DEVILS LAKE A major project to raise and extend the embankments to protect the City of Devils Lake from the rising water of the lake is nearing completion, weather permitting, says a U.S. Army Corps of Engineers official.
"The full project is expected to be completed this fall, weather permitting," said Bonnie Greenleaf, project manager with the Corps' St. Paul District.
"Everything is pretty much done," she said, adding that turf establishment and some miscellaneous work will be finished next year.
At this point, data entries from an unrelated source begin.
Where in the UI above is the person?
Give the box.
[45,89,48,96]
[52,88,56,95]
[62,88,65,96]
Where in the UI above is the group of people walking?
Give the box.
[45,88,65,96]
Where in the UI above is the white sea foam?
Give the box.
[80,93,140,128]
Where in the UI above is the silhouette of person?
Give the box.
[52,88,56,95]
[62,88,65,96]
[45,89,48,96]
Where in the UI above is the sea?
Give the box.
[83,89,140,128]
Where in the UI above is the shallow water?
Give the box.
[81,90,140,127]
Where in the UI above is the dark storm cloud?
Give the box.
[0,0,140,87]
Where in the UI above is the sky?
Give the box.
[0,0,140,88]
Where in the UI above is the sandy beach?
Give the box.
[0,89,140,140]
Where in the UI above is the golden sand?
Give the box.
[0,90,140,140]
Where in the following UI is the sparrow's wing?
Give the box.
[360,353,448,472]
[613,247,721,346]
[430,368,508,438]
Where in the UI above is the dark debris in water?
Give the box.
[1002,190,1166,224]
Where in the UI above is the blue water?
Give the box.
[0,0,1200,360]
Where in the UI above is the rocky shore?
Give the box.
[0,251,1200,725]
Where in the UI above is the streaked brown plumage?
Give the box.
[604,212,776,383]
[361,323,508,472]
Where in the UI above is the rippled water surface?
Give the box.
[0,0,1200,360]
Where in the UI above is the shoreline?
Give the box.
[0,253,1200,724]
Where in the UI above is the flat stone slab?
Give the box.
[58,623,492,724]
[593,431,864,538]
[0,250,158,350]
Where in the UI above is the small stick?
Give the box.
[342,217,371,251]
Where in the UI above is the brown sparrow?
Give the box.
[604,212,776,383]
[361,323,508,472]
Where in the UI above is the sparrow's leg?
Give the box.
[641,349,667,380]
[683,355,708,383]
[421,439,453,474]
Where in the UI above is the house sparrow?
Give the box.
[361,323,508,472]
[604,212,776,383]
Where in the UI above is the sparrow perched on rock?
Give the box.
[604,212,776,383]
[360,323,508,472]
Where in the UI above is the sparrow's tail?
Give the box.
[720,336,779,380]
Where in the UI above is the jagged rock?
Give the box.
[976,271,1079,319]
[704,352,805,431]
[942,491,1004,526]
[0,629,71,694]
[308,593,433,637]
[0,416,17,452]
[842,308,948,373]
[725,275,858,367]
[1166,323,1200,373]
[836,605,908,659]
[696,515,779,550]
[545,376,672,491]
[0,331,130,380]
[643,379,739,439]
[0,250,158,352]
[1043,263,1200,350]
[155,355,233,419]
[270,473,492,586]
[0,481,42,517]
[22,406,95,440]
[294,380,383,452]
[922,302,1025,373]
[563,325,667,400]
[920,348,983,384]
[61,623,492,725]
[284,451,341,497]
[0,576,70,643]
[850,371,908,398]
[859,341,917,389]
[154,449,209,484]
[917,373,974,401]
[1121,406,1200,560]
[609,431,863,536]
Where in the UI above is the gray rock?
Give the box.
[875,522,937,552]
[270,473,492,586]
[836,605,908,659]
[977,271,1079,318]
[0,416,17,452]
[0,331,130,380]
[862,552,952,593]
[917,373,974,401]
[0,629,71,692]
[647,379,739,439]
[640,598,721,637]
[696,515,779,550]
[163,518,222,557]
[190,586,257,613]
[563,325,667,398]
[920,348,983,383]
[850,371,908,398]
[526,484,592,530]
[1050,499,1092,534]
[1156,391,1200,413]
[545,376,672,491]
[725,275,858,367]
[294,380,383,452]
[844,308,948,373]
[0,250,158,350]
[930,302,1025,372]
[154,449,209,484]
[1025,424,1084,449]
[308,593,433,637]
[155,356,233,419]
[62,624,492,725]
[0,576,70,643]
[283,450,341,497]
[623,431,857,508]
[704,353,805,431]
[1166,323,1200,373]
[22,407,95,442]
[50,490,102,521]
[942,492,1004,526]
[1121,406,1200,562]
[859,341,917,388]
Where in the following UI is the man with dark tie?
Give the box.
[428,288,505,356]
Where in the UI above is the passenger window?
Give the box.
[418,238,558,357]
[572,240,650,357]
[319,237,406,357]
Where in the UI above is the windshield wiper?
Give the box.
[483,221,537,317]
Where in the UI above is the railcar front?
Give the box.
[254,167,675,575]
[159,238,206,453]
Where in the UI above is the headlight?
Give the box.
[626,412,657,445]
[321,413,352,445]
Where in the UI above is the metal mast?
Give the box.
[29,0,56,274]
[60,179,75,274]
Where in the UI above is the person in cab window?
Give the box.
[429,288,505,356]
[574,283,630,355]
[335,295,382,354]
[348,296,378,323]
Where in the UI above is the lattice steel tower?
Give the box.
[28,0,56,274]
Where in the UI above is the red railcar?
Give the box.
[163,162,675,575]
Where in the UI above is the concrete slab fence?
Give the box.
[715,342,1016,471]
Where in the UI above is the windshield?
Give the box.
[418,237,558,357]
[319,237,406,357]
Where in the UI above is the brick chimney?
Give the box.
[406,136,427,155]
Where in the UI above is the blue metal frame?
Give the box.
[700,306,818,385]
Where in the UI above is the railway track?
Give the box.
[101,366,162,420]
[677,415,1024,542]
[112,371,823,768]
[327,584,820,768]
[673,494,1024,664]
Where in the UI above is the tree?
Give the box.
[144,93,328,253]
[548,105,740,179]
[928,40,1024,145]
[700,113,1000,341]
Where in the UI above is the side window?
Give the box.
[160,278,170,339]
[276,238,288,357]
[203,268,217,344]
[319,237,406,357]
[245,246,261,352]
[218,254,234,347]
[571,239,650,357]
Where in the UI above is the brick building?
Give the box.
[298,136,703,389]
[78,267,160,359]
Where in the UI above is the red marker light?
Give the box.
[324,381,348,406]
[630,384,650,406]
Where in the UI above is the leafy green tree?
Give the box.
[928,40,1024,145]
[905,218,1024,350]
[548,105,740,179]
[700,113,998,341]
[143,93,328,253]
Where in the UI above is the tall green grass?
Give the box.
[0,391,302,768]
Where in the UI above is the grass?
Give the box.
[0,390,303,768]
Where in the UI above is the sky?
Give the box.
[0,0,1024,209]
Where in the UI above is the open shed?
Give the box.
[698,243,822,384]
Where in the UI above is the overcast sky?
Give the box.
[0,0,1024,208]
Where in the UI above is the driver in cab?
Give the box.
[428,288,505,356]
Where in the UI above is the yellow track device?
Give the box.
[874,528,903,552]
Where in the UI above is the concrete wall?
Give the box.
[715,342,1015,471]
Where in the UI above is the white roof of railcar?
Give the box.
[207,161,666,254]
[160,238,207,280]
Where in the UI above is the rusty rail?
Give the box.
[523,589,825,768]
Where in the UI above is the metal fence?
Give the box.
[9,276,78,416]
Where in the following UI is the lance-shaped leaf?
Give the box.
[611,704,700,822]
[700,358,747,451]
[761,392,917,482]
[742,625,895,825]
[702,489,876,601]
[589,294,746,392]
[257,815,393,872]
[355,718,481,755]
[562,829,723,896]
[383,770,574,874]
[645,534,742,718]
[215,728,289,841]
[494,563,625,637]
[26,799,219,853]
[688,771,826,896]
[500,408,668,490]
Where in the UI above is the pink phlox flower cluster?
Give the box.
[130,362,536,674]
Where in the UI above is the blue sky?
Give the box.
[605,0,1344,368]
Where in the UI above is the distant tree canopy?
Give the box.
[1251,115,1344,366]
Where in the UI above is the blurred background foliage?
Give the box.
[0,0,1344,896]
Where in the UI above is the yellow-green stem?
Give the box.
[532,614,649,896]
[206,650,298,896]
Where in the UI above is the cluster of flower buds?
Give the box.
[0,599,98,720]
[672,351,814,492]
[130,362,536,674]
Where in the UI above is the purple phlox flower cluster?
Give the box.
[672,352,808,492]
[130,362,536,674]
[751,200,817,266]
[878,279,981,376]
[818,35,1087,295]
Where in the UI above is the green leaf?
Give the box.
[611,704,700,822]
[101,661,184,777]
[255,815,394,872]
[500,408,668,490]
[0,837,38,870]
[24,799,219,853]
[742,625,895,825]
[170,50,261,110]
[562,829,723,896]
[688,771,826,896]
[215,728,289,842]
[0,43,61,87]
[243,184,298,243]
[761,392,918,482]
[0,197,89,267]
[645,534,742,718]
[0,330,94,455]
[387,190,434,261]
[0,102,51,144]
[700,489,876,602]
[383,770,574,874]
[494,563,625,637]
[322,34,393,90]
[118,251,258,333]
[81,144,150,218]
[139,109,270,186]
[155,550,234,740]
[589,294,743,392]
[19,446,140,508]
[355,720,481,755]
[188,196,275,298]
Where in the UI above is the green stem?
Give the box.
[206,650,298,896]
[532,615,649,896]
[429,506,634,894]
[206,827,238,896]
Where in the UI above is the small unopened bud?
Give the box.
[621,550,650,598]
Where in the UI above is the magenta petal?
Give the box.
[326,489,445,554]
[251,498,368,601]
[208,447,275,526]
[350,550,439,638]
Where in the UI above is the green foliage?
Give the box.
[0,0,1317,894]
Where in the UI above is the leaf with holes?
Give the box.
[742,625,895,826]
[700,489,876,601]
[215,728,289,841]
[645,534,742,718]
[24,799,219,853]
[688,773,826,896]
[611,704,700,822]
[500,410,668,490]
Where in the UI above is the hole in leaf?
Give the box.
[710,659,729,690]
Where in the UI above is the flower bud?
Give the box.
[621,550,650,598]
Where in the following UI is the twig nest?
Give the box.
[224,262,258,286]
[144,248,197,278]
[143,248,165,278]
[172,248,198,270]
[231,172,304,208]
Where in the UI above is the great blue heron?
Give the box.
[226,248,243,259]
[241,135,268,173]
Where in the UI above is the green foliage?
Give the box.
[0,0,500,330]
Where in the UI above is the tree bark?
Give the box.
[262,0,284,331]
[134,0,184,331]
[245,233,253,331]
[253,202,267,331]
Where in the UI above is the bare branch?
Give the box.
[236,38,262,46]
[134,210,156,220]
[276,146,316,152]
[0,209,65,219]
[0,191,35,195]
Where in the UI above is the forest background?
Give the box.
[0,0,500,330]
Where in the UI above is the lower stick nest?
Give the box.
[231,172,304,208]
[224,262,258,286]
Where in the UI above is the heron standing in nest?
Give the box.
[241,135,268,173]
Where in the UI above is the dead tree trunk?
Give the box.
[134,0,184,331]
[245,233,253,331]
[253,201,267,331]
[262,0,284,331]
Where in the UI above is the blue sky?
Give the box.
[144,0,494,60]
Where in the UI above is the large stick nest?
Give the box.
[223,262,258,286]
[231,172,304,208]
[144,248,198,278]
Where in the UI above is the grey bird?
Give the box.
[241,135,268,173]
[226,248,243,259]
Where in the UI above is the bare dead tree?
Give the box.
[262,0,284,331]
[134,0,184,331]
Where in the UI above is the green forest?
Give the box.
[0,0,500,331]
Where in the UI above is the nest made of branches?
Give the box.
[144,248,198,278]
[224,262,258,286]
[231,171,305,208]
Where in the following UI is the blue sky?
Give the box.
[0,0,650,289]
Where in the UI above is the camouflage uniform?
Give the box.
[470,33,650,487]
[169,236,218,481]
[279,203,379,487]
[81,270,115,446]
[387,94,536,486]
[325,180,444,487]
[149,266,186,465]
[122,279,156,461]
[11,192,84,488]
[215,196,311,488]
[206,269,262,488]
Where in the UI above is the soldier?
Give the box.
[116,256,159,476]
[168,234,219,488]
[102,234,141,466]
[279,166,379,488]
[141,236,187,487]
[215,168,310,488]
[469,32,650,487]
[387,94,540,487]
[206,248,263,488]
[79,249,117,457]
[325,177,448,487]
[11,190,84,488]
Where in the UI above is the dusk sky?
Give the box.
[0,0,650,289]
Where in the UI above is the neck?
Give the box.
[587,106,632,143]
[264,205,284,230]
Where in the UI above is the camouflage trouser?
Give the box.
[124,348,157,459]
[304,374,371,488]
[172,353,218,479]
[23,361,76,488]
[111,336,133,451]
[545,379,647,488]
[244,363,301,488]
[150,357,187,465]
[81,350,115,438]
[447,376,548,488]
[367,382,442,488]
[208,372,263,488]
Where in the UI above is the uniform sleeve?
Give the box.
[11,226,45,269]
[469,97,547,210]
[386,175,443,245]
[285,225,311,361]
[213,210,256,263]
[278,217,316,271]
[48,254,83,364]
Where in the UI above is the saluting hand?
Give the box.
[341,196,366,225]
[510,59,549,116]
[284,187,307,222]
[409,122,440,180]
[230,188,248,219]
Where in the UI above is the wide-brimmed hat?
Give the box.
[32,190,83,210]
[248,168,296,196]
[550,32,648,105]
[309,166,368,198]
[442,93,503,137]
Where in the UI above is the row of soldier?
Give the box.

This photo from the U.S. Army Corps of Engineers taken Aug. 23 is at the far east end of the Devils Lake embankments project. On the side of the embankment facing the lake, they are placing bedding stone over the black fabric. The final step will be the placement of the riprap, or large rocks over the bedding stone to prevent erosion.
This U.S. Army Corps of Engineers photo taken Sept. 11 shows the embankment along Creel Bay. Riprap has been placed here along the lake, to prevent erosion. In the background is the new golf course building that had to be replaced as a result of the construction.
In this U.S. Army Corps of Engineers photo taken Sept. 25, an inspection trench is being excavated near the Devils Lake Bible Camp. The inspection trench serves to make sure there will be no pipes or unsuitable foundation materials beneath the embankment.
Multiple embankment raises were done from 1996 to 2005, then with a dire forecast made in the fall of 2008, a permanent solution was needed to stay ahead of the lake, according to Corps officials.
The City of Devils Lake and the U.S. Army Corps of Engineers became partners on the Devils Lake Embankments' project.
According to the Corps information, "To continue to meet the appropriate combination of levee and dam safety standards, it was necessary to raise the existing embankments protecting the City of Devils Lake, North Dakota, and extend the embankments to high ground. Previously, the embankments had been constructed to an elevation of 1,460 feet.
"The height required for the maximum pool elevator of 1,458 feet (where flows would begin out of the natural outlet at Tolna Coulee) is 1,466 to meet dam safety standards, with areas of higher wave run-up being slightly higher. When complete, the embankment length will increase from approximately 8 miles to more than 12 miles."
The embankments to protect Devils Lake were raised in four phases:
Phase 1 (Highway 19 to Creel Bay), awarded in October 2009, is complete.
Phase 2a (west of East Ditch), awarded in November 2010, is complete.
Phase 2b, (East Ditch Pump Station) was awarded in May 2011. It will be completed shortly, weather permitting, but the pump station is operational, Greenleaf said. She said the East Ditch Pump Station is capable of pumping 312,000 gallons per minute.
Phase 3 (Highway 20 to airport), awarded in April 2011, has some embankment work left and will be completed weather permitting, Greenleaf said. The Highway 20 pump test was scheduled to be Oct. 30.
"There are a few pumps in the East Ditch pump station to be tested next spring and that will complete the pump testing for the project," Greenleaf said.
Mike Grafsgaard, Devils Lake city engineer, said pump stations are required to pump interior drainage water that used to flow by gravity into the lake. The pump station became very massive in order to minimize the 100-year flood plain on the dry side of the flood protection.
The project has four new pump stations that were constructed by the Corps and one new pump station constructed by the North Dakota National Guard, according to the Corps. The pump stations will pump the stormwater on the interior side over the embankments, and range in capacity from 5,000 gallons per minute to 312,000 gallons per minute.
Multiple agencies are involved in the embankments project including the N.D. Department of Transportation, Federal Highway Administration, N.D. National Guard, N.D. State Water Commission, Federal Aviation Administration and Natural Resources Conservation Service.
The current estimated cost of the construction is $167.8 million, with the costs shared 75/25 between the federal government and the City of Devils Lake, according to the Corps.
When completed, the city will be projected from the maximum pool elevator that could occur and it is expected that no further embankment raises will be needed, the Corps said.
The ownership and maintenance of the project will be turned over to the city next year, Greenleaf said.